If you are attuned to subtle energies, you may notice an immediate shift in your state of being. The mind clears; it enters the “gap between thoughts.” Body-mind-spirit integration makes a quantum shift into a different state of being. You feel very PRESENT. Your energy becomes even fuller, more coherent.
But some people may not be able to make these distinctions. Their prior experience makes such a thing unrecognizable. Many many people can’t really “feel” with their elbow. Instead, they “think about” feeling, creating a subject-object mental separation that disrupts the coherence.
This test helps them to make that distinction in their own minds.
So, how do we make the jump?
I find it helpful to do a before/after test to see if the connection has been made. Something that can be observed as well as experienced subjectively. It should be obvious enough to make the work of transforming the nervous system worthwhile, as well as fun.
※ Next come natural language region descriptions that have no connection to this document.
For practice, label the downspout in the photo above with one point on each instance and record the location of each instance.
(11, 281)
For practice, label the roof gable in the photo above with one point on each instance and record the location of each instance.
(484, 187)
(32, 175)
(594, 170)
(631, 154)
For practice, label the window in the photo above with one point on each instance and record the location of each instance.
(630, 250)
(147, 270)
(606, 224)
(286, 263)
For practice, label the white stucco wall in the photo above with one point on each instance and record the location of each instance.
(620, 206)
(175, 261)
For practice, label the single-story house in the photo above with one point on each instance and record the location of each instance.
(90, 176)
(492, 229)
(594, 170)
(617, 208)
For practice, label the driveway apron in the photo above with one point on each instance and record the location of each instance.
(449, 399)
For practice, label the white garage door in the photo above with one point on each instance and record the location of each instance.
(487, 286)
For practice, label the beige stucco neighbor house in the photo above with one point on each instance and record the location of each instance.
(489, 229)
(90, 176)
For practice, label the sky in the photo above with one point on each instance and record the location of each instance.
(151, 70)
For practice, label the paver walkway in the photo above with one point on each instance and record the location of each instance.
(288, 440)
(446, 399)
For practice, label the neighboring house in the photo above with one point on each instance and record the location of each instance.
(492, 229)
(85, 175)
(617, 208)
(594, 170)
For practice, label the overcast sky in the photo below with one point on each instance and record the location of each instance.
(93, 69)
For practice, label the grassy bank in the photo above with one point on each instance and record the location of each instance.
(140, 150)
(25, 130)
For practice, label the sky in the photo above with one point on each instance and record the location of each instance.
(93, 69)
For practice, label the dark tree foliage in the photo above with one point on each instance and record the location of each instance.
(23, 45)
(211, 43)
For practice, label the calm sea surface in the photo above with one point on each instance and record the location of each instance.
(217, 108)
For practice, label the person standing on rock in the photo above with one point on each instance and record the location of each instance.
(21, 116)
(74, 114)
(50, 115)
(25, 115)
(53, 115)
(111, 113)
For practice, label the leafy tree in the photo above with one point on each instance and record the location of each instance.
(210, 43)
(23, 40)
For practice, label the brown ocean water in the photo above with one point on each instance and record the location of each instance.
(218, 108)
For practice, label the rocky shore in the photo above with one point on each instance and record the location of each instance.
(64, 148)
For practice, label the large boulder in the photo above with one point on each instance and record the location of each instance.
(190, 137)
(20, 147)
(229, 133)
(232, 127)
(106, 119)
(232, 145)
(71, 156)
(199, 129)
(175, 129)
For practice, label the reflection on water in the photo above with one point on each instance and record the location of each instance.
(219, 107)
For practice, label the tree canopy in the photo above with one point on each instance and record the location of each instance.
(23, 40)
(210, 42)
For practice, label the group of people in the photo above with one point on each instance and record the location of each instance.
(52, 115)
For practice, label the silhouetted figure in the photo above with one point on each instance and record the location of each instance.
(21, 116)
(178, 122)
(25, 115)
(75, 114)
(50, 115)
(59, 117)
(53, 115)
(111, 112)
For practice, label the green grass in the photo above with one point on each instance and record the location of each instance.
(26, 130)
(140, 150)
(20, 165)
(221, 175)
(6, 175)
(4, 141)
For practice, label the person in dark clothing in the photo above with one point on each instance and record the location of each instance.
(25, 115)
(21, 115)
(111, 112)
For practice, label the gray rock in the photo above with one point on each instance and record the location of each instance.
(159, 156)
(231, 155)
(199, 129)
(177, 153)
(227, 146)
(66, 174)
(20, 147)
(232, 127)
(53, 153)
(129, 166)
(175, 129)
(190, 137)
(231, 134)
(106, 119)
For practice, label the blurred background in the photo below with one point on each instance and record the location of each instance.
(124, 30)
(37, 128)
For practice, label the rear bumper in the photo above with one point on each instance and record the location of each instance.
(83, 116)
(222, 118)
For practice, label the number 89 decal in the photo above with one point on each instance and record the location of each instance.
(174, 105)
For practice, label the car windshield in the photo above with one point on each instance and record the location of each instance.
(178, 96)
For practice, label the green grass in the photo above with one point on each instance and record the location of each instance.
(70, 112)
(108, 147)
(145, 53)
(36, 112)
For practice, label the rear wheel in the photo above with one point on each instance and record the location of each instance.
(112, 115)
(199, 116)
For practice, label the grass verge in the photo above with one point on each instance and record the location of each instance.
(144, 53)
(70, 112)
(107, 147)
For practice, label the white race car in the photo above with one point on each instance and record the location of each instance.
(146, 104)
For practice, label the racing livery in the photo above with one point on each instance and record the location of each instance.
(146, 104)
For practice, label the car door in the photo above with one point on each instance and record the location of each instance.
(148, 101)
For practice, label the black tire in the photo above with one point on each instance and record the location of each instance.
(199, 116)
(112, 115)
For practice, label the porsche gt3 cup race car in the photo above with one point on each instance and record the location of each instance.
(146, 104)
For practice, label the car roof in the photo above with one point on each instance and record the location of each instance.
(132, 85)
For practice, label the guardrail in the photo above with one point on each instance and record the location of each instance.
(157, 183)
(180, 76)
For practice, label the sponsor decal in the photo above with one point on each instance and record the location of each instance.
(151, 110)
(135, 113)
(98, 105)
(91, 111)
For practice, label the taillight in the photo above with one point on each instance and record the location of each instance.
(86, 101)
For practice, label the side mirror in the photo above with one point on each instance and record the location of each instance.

Once you become familiar with feeling something external (wall, door, chair, another person), then you shift to feeling your elbow internally. You use your interception to locate the elbow in your nervous system’s map of your body. The information is all there, just sleeping.
In the video below, I start by testing an external feeling, something outside the body
. In the “before,” I test the power of Maria’s muscles by pushing on her forearm in a way that is difficult for anyone to resist using muscular contraction: across her body. The arm collapses easily, as expected. She is easily uprooted.
Then, in the “after,” Maria reaches out and touches the wall with her elbow. This is not done mechanically. She reaches her elbow out to sense the feeling of it. In doing so, she opens the shoulder joint, extending the arm rather than just pushing it out. Now I push on her other arm with many times the amount of force.
The arm is unmoved. Maria’s whole body becomes much more powerful. Instantly. She remains effortlessly rooted.
In the second demonstration, she tries it by feeling her other elbow, the one not touching the wall. She moves away from the wall and reaches her active elbow into my hand. This is harder to do, but with practice it becomes very effective. Feeling requires shifting to a different part of the brain than thinking. Same result though: rooted and powerful.
In the third demonstation, she reaches out with her elbow as if to execute an elbow strike. When driven by the shoulder, this is easy to collapse and uproot (as seen in the “before”). But if she FEELS my hand with her elbow, she activates her zhou jin and is rooted and powerful.
If its motion is connected and unbroken, nothing can oppose its strength…the functional use is unlimited.
Of course, all this takes training. You are not just learning a new trick. This is a whole new way of being. And with it comes presence, confidence, peace, clarity, and effortless power.
The power of the elbow gate! “The functional use is unlimited.”